Protecting NASA's Earth Science Data From Deletion

By Keith Cowing
NASA Watch
February 13, 2017
Filed under , ,
Protecting NASA's Earth Science Data From Deletion

Diehard Coders Just Rescued NASA’s Earth Science Data, Wired
“Like similar groups across the country – in more than 20 cities – they believe that the Trump administration might want to disappear this data down a memory hole. So these hackers, scientists, and students are collecting it to save outside government servers. But now they’re going even further. Groups like DataRefuge and the Environmental Data and Governance Initiative, which organized the Berkeley hackathon to collect data from NASA’s earth sciences programs and the Department of Energy, are doing more than archiving. Diehard coders are building robust systems to monitor ongoing changes to government websites. And they’re keeping track of what’s already been removed – because yes, the pruning has already begun.”
Climate Data Preservation Efforts Mount as Trump Takes Office, Technology Review
“Earlier federal data hackathons include the “Guerrilla Archiving” event at the University of Toronto last month, the Internet Archive’s Gov Data Hackathon in San Francisco at the beginning of January, and the DataRescue Philly event at the University of Pennsylvania last week.
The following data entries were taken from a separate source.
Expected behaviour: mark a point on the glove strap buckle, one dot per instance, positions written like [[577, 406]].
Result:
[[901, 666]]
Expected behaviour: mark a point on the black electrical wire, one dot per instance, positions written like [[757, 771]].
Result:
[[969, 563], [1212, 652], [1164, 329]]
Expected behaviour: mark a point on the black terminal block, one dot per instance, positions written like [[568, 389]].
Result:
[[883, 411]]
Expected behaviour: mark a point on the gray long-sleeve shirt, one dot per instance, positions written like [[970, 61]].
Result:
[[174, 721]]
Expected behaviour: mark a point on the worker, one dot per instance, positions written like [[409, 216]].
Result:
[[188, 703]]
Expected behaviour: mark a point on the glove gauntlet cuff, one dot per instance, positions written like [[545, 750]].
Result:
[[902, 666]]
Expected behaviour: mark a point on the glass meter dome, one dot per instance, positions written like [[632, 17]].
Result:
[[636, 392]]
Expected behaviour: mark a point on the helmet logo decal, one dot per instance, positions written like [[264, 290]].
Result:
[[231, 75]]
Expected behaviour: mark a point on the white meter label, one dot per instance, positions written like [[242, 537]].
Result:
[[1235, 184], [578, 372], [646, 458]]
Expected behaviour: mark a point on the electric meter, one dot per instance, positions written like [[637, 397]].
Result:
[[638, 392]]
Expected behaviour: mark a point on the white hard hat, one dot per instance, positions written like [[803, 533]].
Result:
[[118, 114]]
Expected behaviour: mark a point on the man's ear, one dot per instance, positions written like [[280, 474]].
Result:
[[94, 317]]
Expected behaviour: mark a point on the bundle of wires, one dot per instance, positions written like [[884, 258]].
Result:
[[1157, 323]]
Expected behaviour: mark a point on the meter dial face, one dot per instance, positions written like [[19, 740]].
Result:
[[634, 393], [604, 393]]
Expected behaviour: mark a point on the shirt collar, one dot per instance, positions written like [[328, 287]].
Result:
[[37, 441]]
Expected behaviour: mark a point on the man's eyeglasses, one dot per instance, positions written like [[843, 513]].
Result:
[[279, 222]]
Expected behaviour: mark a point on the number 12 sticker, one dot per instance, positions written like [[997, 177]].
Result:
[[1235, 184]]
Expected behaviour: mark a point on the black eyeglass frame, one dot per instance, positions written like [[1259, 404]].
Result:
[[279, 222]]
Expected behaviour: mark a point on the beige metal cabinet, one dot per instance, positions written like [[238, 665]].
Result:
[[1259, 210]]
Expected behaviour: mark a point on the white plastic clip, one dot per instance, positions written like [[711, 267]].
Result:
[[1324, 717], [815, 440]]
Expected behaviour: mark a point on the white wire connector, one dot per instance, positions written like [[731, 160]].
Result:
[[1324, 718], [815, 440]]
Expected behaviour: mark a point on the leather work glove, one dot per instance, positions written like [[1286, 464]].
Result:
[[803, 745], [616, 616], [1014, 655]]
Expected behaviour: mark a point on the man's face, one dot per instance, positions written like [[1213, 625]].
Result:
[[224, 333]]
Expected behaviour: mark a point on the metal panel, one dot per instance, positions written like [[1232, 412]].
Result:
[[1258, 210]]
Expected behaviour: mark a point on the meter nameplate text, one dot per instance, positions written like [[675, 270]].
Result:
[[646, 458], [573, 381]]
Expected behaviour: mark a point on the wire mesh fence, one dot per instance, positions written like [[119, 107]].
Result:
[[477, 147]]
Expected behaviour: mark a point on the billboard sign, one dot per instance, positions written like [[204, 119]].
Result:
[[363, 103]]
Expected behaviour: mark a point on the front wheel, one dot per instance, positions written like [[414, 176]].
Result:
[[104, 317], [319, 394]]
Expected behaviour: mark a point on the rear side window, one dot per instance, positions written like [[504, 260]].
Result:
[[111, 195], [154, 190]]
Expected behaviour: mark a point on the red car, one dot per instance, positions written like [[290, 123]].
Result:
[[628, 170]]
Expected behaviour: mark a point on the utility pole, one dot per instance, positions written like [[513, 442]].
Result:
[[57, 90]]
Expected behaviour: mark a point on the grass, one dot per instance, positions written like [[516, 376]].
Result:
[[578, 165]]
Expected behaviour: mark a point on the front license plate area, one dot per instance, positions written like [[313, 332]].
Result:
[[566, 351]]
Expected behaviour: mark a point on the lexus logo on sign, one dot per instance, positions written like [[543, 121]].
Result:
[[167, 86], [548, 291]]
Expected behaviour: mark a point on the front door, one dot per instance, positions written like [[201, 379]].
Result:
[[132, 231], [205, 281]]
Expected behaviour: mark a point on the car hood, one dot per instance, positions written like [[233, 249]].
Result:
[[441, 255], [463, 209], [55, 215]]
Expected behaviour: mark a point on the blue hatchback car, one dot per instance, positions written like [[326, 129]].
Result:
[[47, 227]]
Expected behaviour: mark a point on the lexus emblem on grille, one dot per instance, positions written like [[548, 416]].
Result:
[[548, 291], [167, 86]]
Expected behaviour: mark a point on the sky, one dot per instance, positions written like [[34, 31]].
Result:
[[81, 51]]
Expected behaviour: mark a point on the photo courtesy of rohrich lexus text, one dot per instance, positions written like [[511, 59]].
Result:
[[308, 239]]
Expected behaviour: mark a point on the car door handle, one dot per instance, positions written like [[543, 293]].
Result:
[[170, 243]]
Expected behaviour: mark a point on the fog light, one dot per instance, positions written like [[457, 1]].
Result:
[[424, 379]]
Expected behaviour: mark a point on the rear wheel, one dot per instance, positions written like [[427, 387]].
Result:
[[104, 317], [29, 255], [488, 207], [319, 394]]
Much of the collected data is being stored in the servers of the End of Term Web Archive, a collaborative effort to preserve government websites at the conclusion of presidential terms.”
Rogue Scientists Race to Save Climate Data from Trump, Wired
“The group was split in two. One half was setting web crawlers upon NOAA web pages that could be easily copied and sent to the Internet Archive. The other was working their way through the harder-to-crack data sets–the ones that fuel pages like the EPA’s incredibly detailed interactive map of greenhouse gas emissions, zoomable down to each high-emitting factory and power plant. “In that case, you have to find a back door,” said Michelle Murphy, a technoscience scholar at the University of Toronto.”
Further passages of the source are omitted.